Und so eine Auszeichnung, wie der am Freitag an sie verliehene Clara-Zetkin-Preis, hilft Ihnen dabei?
Ja, er ist auch Ansporn für mich, weiterzumachen. Ich finde es toll, dass das, was ich mache, derart gewürdigt wird.

Bekannt wurden Sie auch durch Ihren Blog »altonabloggt«. Betreiben Sie den noch?
Ja, natürlich. Ich versuche, alle 10 bis 14 Tage neue Artikel reinzustellen. Es sind noch sehr viele Themen offen, die dringend behandelt werden müssten, aber zum Teil fehlt mir die Zeit, das aufzubereiten.

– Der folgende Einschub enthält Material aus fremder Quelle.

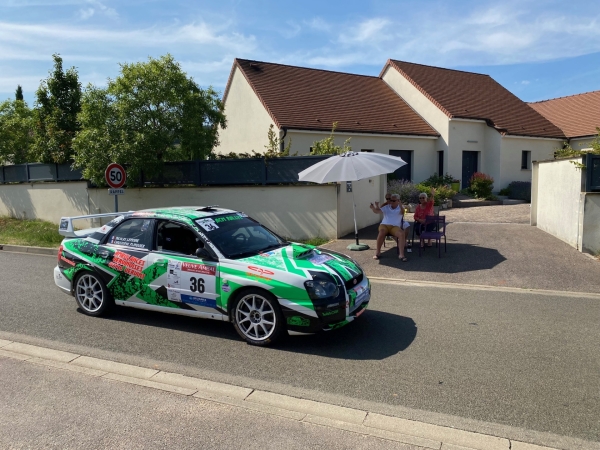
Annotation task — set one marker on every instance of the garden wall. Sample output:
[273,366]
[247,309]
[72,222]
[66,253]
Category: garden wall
[299,211]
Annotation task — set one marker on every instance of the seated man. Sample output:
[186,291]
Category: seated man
[393,215]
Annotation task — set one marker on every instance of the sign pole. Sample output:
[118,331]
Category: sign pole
[115,177]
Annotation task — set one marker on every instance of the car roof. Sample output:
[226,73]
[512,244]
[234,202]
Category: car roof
[187,212]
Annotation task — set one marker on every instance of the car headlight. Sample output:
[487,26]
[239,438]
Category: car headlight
[321,286]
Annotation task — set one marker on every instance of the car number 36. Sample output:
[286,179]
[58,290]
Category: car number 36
[197,284]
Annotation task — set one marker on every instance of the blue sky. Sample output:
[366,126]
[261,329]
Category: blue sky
[537,49]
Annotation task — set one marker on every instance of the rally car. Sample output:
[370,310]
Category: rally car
[212,263]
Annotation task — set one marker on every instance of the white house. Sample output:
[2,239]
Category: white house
[438,120]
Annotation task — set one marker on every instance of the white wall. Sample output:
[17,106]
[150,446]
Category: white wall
[424,149]
[247,119]
[556,204]
[365,191]
[590,236]
[510,168]
[298,212]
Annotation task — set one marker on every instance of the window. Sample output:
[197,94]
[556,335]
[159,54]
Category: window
[134,233]
[175,238]
[404,172]
[526,160]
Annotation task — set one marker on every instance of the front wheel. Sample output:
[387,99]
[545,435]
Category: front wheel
[92,295]
[257,317]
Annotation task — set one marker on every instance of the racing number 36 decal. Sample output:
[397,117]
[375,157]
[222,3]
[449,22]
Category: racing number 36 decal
[192,283]
[197,285]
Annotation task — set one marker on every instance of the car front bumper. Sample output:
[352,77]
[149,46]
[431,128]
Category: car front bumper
[61,281]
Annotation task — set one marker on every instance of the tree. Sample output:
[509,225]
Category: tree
[150,114]
[327,146]
[275,149]
[16,138]
[58,101]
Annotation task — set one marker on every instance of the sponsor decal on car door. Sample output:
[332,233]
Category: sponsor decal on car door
[192,283]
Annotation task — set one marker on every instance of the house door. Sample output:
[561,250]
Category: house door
[469,167]
[404,172]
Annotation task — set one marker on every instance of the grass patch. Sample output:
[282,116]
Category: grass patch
[36,233]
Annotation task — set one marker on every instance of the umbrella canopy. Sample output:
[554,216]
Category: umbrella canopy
[351,166]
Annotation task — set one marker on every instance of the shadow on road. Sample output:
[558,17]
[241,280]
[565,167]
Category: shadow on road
[458,258]
[375,335]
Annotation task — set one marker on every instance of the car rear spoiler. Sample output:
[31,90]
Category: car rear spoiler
[66,224]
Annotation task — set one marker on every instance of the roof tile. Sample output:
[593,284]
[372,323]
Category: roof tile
[469,95]
[313,99]
[577,115]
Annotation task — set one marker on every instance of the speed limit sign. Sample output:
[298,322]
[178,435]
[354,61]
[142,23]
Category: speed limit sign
[115,176]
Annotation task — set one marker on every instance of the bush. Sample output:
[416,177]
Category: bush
[520,190]
[481,185]
[437,181]
[407,191]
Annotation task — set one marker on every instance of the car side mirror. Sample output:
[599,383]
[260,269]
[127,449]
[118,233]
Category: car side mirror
[202,253]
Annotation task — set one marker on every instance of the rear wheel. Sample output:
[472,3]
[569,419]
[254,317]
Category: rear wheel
[91,294]
[257,317]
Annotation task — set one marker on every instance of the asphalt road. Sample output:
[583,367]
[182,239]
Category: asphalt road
[522,360]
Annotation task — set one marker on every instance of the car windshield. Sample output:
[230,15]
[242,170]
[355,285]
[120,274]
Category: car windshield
[238,236]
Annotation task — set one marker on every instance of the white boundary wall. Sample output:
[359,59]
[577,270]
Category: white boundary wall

Melden sich Betroffene bei Ihnen, wenn sie Rat oder Hilfe brauchen?
Oh ja, sehr viele. Im Schnitt erhalte ich bis zwischen 200 und 300 E-Mails pro Tag mit Hilferufen. Ich habe gedacht, dass das irgendwann mal wieder abebbt, aber dem ist nicht so. Die Menschen erhoffen sich Hilfe von mir, die ich aus Zeitgründen oftmals nicht leisten kann.

Das klingt, als bräuchten Sie dringend eine Sekretärin ...
Ich habe eine Büroassistentin, aber die kann diese Fragen nicht beantworten, weil ihr einfach das Wissen fehlt.

Eigentlich müssten Sie doch genügend Zeit haben. Schließlich sind Sie vom Dienst freigestellt ...
Ich reise oft durchs Land, halte Vorträge, beteilige mich an öffentlichen Diskussionen. Derzeit bereite mich zudem intensiv für die Anhörung im Petitionsausschuss des Bundestages vor. Es geht um meine Petition zur Abschaffung der Sanktionen bei Hartz IV und der Grundsicherung. Online haben über 54 500 Menschen mitgezeichnet. Weitere 34 515 Unterschriften habe ich persönlich dem Petitionsausschuss übergeben. Deshalb lese mich noch mal intensiv in die Materie ein. Dazu kümmere ich mich parallel um eine Kundgebung, die vor dem Haus stattfinden soll. Ich habe also gut zu tun.